I think there’s some useful insight into one Oral Diabetes medication in the following originally from Aug 8, 2016.
From Wikipedia, here’s why Metformin (How Metformin Works) is a good drug for dealing with Insulin Resistance and, for me, worked well for years.
Gluconeogenesis is also a target of therapy for type 2 diabetes, such as the antidiabetic drug, metformin, which inhibits glucose formation and stimulates glucose uptake by cells.
The phrase “stimulates glucose uptake by cells” is equivalent to “helps lower insulin resistance”. From this paper (Hundal RS, Krssak M, Dufour S, et al. Mechanism by which metformin reduces glucose production in type 2 diabetes. Diabetes. 2000;49(12):2063-9), you can see why Metformin works and how it doesn’t quite work well enough in a diabetic person.
The rate of glucose production was twice as high in the diabetic subjects as in control subjects (0.70 ± 0.05 vs. 0.36 ± 0.03 mmol · m−2 · min−1, P < 0.0001). Metformin reduced that rate by 24% (to 0.53 ± 0.03 mmol · m−2 · min−1, P = 0.0009) and fasting plasma glucose concentration by 30% (to 10.8 ± 0.9 mmol/l, P = 0.0002).
So diabetics produced 2x the insulin of non-diabetics (100%) but Metformin only reduced that rate by 24%. Better than nothing but not nearly enough to make the diabetic person “normal”. And insulin resistance is a progressive disease by which the cells get better and better at not unlocking for insulin.
Going on in the paper.
The rate of gluconeogenesis was three times higher in the diabetic subjects than in the control subjects (0.59 ± 0.03 vs. 0.18 ± 0.03 mmol · m−2 · min−1) and metformin reduced that rate by 36% (to 0.38 ± 0.03 mmol · m−2 · min−1, P = 0.01).

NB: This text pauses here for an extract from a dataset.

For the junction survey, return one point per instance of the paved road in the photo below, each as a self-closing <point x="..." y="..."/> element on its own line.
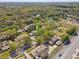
<point x="67" y="51"/>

By the 2H2O method, there was a twofold increase in rates of gluconeogenesis in diabetic subjects (0.42 ± 0.04 mmol · m−2 · min−1), which decreased by 33% after metformin treatment (0.28 ± 0.03 mmol · m−2 · min−1, P = 0.0002).
It keeps getting better. A diabetic person is 3x better at gluconeogenesis but Metformin was only able to reduce that so that the diabetic person was at 2x the normal person.
And note, Metformin is about as good as it gets in that category of drug. Looks like it can help, but not solve the issues with gluconeogenesis. Something is better than nothing but don’t get lulled (like I was) into assuming all is well. If we keep filling up those protein stores than the same problem which happened to us with carbs will also happen to us with proteins.
Fatty Liver and Metformin
A randomized, double-blind, placebo-controlled trial to test whether metformin improves liver histology in patients with non-alcoholic fatty liver disease (Scand J Gastroenterol. 2009;44(7):853-60. Metformin in patients with non-alcoholic fatty liver disease: a randomized, controlled trial. Haukeland JW1, Konopski Z, Eggesbø HB, von Volkmann HL, Raschpichler G, Bjøro K, Haaland T, Løberg EM, Birkeland K.).
Forty-eight patients with biopsy-proven non-alcoholic fatty liver disease (NAFLD) were randomized to treatment with metformin (n=24) or placebo (n=24) for 6 months.
The study concluded that:
Treatment with metformin for 6 months was no better than placebo in terms of improvement in liver histology in patients with NAFLD.
Could it be because the liver is already full and can’t get fatter?
I still thought it was protein in the diet that was the problem with GNG. There’s some dispute in the literature about whether GNG is affected by the fat in the liver or not (Nutrients. 2013 May; 5(5): 1544–1560. Non-Alcoholic Fatty Liver Disease (NAFLD) and Its Connection with Insulin Resistance, Dyslipidemia, Atherosclerosis and Coronary Heart Disease Melania Gaggini, Mariangela Morelli, Emma Buzzigoli, Ralph A. DeFronzo, Elisabetta Bugianesi, and Amalia Gastaldelli).
It looks like the final word may be in this study (Gastroenterology. 2007 Aug;133(2):496-506. Epub 2007 May 1. Relationship between hepatic/visceral fat and hepatic insulin resistance in nondiabetic and type 2 diabetic subjects. Gastaldelli A1, Cusi K, Pettiti M, Hardies J, Miyazaki Y, Berria R, Buzzigoli E, Sironi AM, Cersosimo E, Ferrannini E, Defronzo RA.). The study found that fat in the liver wasn’t the source of GNG, but visceral fat tissue.
Excess VAT primarily increases GNG flux.
Protein doesn’t turn to chocolate cake. Your Dawn Syndrome isn’t from the chicken you had last night. It’s from the cookies you ate three years ago.